Device state not updating after Upgrade and New SSL Cert

Hi guys!

First Off: Thanks for this awesome project!

Problem
I have an issue where the is_online flag is not updating. New devices can join the fleet but the state is always offline (or online if the device was online prior to the upgrade mentioned below).

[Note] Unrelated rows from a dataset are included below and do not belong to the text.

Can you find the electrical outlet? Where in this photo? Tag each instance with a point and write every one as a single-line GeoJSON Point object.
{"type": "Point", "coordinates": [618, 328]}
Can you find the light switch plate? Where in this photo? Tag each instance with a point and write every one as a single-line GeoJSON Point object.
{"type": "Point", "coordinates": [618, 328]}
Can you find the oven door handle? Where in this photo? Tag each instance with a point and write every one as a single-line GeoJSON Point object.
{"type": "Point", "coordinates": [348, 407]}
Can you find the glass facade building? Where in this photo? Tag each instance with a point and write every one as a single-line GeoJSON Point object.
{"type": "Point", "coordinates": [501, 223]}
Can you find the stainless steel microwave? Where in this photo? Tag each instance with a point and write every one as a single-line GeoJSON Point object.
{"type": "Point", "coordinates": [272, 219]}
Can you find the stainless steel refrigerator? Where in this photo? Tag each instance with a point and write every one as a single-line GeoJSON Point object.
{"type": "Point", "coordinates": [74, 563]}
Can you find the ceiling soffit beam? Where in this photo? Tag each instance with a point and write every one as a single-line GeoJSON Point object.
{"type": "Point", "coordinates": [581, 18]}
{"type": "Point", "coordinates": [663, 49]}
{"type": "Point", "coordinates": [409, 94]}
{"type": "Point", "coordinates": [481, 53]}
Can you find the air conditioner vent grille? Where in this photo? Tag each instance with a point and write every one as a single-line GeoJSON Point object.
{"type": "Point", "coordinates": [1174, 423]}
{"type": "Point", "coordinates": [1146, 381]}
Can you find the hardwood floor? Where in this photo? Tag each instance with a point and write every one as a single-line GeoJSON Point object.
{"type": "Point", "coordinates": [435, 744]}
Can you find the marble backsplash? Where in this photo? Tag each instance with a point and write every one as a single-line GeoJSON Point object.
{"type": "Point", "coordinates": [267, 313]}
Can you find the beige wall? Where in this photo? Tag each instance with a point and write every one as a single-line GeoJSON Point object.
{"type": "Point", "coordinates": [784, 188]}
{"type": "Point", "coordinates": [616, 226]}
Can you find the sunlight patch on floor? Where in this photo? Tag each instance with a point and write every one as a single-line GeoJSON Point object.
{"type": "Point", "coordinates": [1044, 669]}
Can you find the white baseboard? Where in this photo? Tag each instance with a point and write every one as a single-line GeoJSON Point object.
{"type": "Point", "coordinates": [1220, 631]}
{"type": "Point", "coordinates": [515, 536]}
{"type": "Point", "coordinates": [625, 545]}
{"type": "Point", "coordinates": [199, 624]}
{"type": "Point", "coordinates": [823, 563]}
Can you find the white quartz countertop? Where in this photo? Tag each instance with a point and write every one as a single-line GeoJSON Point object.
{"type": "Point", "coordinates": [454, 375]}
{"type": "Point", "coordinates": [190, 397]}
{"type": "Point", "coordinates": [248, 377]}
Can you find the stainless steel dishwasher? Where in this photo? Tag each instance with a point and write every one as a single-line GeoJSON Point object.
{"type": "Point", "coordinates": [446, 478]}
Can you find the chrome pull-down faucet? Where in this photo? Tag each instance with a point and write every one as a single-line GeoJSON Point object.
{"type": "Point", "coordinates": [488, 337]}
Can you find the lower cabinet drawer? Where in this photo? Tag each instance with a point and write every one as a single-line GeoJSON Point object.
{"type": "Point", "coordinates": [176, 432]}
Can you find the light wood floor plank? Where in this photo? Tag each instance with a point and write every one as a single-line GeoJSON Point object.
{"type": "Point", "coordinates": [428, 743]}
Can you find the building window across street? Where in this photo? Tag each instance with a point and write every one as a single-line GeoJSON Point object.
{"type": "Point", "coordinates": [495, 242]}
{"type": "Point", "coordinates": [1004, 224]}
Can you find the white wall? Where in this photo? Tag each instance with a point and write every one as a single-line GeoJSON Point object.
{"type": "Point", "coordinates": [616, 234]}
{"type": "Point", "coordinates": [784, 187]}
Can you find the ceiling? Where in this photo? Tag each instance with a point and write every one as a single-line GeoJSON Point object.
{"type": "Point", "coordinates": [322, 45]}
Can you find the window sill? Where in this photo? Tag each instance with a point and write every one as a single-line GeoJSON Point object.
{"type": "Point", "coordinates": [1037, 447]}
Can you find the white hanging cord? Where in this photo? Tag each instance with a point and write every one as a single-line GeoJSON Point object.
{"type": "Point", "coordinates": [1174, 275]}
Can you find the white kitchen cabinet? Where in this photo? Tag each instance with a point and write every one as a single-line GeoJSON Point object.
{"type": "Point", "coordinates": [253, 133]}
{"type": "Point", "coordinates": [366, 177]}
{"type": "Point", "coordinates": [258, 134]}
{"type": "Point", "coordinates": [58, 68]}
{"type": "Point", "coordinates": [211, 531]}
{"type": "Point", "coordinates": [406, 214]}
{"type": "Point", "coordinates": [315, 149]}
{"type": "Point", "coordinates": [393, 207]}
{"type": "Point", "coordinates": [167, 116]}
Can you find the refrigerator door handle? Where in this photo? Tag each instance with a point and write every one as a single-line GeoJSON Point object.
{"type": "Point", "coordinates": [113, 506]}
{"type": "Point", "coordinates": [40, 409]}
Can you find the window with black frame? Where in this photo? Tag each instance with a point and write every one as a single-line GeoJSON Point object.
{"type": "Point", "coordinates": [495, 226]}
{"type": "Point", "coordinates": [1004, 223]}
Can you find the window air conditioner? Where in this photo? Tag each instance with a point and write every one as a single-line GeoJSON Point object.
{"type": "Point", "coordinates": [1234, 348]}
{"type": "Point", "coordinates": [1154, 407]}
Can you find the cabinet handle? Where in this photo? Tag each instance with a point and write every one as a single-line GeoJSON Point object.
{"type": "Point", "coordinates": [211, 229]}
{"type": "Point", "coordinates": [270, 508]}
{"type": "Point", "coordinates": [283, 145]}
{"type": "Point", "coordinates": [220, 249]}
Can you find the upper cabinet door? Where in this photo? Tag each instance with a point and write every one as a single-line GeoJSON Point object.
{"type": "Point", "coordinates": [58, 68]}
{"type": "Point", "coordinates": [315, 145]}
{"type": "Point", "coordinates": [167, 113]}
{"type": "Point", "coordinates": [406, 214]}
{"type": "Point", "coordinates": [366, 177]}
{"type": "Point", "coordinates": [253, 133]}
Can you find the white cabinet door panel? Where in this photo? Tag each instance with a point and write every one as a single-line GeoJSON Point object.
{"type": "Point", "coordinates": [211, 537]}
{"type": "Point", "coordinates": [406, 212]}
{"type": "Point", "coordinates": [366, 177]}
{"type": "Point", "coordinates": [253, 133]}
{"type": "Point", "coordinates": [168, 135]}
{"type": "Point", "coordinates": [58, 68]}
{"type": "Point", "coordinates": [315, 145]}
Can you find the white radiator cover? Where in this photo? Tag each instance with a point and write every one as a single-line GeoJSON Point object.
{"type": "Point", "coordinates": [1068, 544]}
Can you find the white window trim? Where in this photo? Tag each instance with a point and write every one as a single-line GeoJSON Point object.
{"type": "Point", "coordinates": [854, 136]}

The device logs feed is working fine, and I can open tunnels, but can’t communicate with the devices.

Backstory:
I upgraded from 4.1.251 to 4.1.349 and created a new ssl certificate using certbot. When I do make up, docker ps often show that the vpn service as unhealthy.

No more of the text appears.